After the eventual overthrow of President Gerardo Machado, and several interim leaders, President Ramon Grau San Martin took office as head of state of Cuba. In December 1933, amidst continued political turmoil, negotiations continued between opposition factions, the newly formed government and Sumner Welles. Once again, Dr. Dorta-Duque's participation was pivotal in these negotiations, as he was one of three opposition leaders, along with Dr. Cosme de la Torriente and Mendez Penate, to inform Mr. Welles that "all possibility of a peaceful solution was terminated". It was reported that the negotiations for President Grau to resign, eventually broke down upon the pressure exerted by Dr. Dorta-Duque who was seen as a "close friend of Mr. Welles" and had threaten an "immediate revolt" should Grau agree to a national government. In reference to Dr. Dorta-Duque's influence during a meeting on December 11, 1933, at the Presidential Palace, Dr. Fernandez, the Uruguayan Minister stated that "A rupture was produced by persons who represented themselves as connected Mr. Welles."

== Life in politics ==
He was the Secretary of the Treasury of Cuba from October 1936 to December 1936. In 1939 he was elected to the Constitutional Assembly by the Republican Action Party. During the 1940 Constitutional Assembly, Dorta-Duque contributed his legal and agrarian knowledge in the discussions and preparation of the Constitution, and was a Constitutional Signatory. In 1944 he was elected Representative to the Chamber in Havana by the Republican Action Party. In the House of Representatives he was president of the Finance Commission. Among the laws he helped to create are the Organic Law of the Court of Accounts, the Organic Law of Budgets (co-author), the Law of the National Bank of Cuba (co-author) and the Law of Free Universities. In 1945, he was Delegate to the Inter-American Conference on the Problems of War and Peace in Mexico City, Mexico.
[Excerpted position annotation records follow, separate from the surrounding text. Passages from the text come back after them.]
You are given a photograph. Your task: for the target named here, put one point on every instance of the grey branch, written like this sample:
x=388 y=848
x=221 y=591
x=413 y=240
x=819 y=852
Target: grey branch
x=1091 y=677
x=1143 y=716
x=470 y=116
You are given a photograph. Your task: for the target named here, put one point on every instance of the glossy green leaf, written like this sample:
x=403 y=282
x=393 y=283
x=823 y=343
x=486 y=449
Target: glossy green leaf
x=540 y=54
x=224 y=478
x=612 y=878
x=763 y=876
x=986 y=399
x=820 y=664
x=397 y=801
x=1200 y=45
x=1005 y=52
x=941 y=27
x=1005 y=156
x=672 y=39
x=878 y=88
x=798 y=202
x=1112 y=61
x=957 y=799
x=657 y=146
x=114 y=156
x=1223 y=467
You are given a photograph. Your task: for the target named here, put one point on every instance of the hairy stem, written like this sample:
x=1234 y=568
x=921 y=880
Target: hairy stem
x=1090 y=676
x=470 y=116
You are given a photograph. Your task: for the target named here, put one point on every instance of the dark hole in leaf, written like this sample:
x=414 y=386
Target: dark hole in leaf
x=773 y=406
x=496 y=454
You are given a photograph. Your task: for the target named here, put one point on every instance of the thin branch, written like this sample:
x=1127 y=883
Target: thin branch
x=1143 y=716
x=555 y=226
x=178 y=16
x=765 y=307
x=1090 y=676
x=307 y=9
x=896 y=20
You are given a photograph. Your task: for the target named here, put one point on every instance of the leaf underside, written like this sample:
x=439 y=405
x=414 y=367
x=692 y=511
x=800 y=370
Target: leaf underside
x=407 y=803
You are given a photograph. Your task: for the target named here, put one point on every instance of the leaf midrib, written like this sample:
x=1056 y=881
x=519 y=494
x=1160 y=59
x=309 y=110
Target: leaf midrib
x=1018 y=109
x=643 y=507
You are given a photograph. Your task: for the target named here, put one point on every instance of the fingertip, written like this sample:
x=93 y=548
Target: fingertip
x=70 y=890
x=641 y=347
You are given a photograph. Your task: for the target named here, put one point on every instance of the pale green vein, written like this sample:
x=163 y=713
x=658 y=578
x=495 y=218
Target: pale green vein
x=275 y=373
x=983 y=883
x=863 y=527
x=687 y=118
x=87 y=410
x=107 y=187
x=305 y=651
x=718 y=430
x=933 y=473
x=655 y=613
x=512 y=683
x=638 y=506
Dorta-Duque was known for his "Moral Integrity." When the Party of the Cuban People (Orthodox) was created in 1948, Dorta-Duque entered its ranks. And in 1948, the Liberal-Democratic candidate for president, Ricardo Nunez Portuondo - a member of the political opposition to Dorta-Duque's Orthodox party, included Dorta-Duque's words in his political advertisements - mentioning Dorta-Duque as a paragon of integrity. He was reelected to the House of Representatives in 1950. During this second legislative period, in 1951, he proposed the Moral Rehabilitation Law of Miguel Mariano Gómez Arias, thus annulling the sentence that dismissed him as President of the Republic. Although Gómez Arias died months before the approval of this law, his dignity was restored to the Cuban people.

Perhaps the most important political influence of Dorta-Duque was in 1947, when he authored the Cuban Code on Agrarian Reform in the Congress of the Republic of Cuba. This law was so important, that it was brought back into the Free Agrarian debate some 50 years later. In 1997, when faced with food shortages and hunger, the country returned to the principles set forth in his Cuban Code: "the land for those who work it" and the "property for the peasant and free market for the product of the land"

After the coup d'état of General Fulgencio Batista Zaldívar in 1952, Dorta-Duque ceased to serve as Representative. However, he remained active against the new government, fighting from his private law firm and before the Emergency Courts.